Alguém devia ter tido a misericórdia de cortá-los. É lastimável chegar aos portões do Paraíso e ficar frente a frente com São Pedro tendo aqueles “pelinhos” saindo das narinas entupidas com algodão.
Mas o morto está morto! Não pode protestar. Não pode rir das piadas sem graça ou mesmo ser solícito com a viúva e seu choro de gato asmático.

Não pode descruzar os dedos, soltar as mãos e espantar aquela mosca zombeteira que passeia solene pelas bochechas amarelecidas parando vez ou outra para esfregar as patas. Todos veem a mosca, mas ninguém faz nenhum gesto para espantá-la. Ficam apenas cochichando entre uma olhada e outra para a cara do morto.
Uns dizem que ele, o morto, era “crente” e não poderia estar com velas acesas nos quatro cantos do caixão nem o enorme crucifixo norteando a sua passagem, mas a viúva não diz nada e continua com seu choro fino enquanto na copa as mulheres preparam o lanche para a “virada da noite”.

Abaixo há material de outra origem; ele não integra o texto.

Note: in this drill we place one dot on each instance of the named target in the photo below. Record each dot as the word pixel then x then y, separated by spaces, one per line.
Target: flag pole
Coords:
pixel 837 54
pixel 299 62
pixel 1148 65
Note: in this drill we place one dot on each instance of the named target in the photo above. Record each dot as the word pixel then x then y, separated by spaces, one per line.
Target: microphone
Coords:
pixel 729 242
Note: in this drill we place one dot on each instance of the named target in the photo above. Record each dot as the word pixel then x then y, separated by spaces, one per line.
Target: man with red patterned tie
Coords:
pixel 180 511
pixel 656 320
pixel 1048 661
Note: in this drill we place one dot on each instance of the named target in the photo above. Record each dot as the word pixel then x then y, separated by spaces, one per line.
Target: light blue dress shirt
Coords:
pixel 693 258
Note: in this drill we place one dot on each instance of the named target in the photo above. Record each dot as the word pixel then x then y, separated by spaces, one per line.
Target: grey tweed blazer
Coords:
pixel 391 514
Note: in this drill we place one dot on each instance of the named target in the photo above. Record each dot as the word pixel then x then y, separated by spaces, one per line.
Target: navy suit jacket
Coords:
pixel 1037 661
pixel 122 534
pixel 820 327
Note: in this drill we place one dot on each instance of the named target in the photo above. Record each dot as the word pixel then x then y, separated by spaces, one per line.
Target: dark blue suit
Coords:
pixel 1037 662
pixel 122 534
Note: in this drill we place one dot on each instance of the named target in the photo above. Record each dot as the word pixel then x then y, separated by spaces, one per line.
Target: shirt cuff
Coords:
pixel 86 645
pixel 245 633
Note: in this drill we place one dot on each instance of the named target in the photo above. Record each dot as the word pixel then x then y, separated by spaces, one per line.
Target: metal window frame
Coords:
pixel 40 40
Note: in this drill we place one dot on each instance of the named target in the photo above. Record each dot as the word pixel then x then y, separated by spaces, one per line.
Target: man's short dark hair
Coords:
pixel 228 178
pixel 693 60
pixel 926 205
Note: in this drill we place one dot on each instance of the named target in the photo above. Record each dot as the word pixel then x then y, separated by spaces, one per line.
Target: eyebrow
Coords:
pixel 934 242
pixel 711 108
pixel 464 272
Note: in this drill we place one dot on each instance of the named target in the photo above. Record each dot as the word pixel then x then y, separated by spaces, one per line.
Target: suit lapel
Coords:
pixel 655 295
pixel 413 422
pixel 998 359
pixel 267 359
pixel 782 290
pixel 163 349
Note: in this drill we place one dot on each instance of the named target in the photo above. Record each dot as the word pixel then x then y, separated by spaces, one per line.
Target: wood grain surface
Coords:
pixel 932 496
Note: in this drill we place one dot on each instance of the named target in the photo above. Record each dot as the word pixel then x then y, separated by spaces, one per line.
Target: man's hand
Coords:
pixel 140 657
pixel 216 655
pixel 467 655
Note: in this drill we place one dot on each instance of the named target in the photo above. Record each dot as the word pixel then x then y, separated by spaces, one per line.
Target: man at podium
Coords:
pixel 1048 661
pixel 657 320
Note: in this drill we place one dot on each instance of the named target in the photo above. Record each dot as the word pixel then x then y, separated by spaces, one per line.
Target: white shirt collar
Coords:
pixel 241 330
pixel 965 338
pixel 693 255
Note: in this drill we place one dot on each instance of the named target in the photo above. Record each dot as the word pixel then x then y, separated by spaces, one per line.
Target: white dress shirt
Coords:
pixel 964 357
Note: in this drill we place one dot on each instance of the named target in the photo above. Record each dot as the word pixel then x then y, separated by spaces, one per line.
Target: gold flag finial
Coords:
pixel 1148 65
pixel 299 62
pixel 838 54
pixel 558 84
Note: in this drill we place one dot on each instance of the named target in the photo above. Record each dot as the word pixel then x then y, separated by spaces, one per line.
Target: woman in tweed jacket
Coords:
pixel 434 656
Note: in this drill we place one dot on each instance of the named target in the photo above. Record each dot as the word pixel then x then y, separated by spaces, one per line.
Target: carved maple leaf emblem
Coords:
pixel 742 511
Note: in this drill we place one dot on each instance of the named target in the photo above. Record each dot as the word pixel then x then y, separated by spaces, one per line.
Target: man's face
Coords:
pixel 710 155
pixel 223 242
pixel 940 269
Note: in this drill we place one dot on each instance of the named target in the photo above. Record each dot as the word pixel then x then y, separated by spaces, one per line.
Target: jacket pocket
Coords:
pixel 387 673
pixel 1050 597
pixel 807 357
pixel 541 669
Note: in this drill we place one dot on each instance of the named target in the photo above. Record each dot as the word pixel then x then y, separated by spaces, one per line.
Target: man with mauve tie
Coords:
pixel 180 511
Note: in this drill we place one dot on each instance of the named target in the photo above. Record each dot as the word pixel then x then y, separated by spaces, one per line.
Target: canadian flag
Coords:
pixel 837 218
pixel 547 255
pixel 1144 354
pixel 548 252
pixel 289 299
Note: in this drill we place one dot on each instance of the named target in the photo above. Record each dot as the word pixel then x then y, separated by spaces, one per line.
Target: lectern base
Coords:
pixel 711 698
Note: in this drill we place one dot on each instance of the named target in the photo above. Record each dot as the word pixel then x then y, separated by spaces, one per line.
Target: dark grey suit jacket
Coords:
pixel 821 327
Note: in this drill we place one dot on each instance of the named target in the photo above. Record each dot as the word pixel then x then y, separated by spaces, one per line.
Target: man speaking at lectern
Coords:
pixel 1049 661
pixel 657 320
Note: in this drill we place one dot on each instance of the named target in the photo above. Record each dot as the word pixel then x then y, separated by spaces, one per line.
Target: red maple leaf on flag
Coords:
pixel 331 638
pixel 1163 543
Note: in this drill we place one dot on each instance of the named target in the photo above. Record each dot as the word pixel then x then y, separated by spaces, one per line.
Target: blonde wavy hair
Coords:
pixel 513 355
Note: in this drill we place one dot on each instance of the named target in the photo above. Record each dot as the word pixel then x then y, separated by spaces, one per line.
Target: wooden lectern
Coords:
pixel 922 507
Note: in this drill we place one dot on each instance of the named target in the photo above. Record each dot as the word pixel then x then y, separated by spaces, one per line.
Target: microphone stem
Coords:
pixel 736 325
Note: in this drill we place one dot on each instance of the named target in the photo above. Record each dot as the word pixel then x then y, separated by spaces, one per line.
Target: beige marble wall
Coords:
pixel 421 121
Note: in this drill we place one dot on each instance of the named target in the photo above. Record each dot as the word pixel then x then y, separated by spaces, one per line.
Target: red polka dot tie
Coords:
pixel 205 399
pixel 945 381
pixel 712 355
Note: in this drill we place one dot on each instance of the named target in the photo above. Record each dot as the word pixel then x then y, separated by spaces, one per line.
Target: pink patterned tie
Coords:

De repente aquele cheiro de café fresco que mais parece chá, de tão transparente que é[fraco e doce] e o incontestável cheiro de mortadela com pão. Uma criança derruba o pão. Senta-se no chão de ladrilhos vermelhos e respingados de cera de vela, apanha o pão e a mortadela e come tranquilamente sob o olhar indiferente da mãe. De onde estou fico pensando - Filho de pobre é imune a quaisquer micróbios de capela mortuária! – rsrs.
Chegam numa perua Rural azul e branca o Pastor e os obreiros para resgatar a alma do “irmão desviado” e garantir o seu lugar no céu. As “irmãs” aglomeram-se ao redor da viúva e começam a árdua tarefa de fazê-la parar de chorar e confirmar que o morto pertencia à irmandade para que se pudessem retirar as velas e o crucifixo e salvar a alma do pobre das labaredas do inferno.
Ela, a viúva deveria acertar os dízimos devidos à igreja garantindo com isso a entrada segura do morto. A mãe do morto que assistia tudo silenciosamente levanta-se calmamente e chega até o pastor, abre sua Bíblia e retira um papel encardido e dobradinho e mostra ao pastor dizendo que aquela era a passagem do filho dela para o reino dos céus - certidão de batismo na igreja católica.
Fez-se um silencio total onde se podia ouvir o zumbido da mosca. O pastor ainda tentou argumentar, mas a entrada do padre o deixa desarmado. Ficam frente a frente padre e pastor. Ninguém ousa dizer nada só uma criança chora pedindo mais “mortandela”.
O padre de batina preta aproxima-se do morto, abre a sua maletinha retira a Bíblia e o hissope e começa aspergir água benta sobre o morto virando-se repentinamente atinge o rosto do pastor e algumas obreiras que estavam perto. –“Ô pastor Eládio, mil perdões, mas me parece que o Todo Poderoso pressentiu a sua “secura” e resolveu dar de beber a quem tem sede”.
Olhando lá de cima, da varanda da capela mortuária pude ver que a lanterna traseira da velha Rural estava queimada enquanto ela descia a rua sacolejando nas crateras do asfalto precário. A noite se arrastou entre risos abafados, piadas sem graça, choros, cheiro de velas, cheiro café e “mortandela”. E na manhã seguinte o morto foi enterrado com os dedos cruzados sobre o peito e um risinho diferente nos lábios.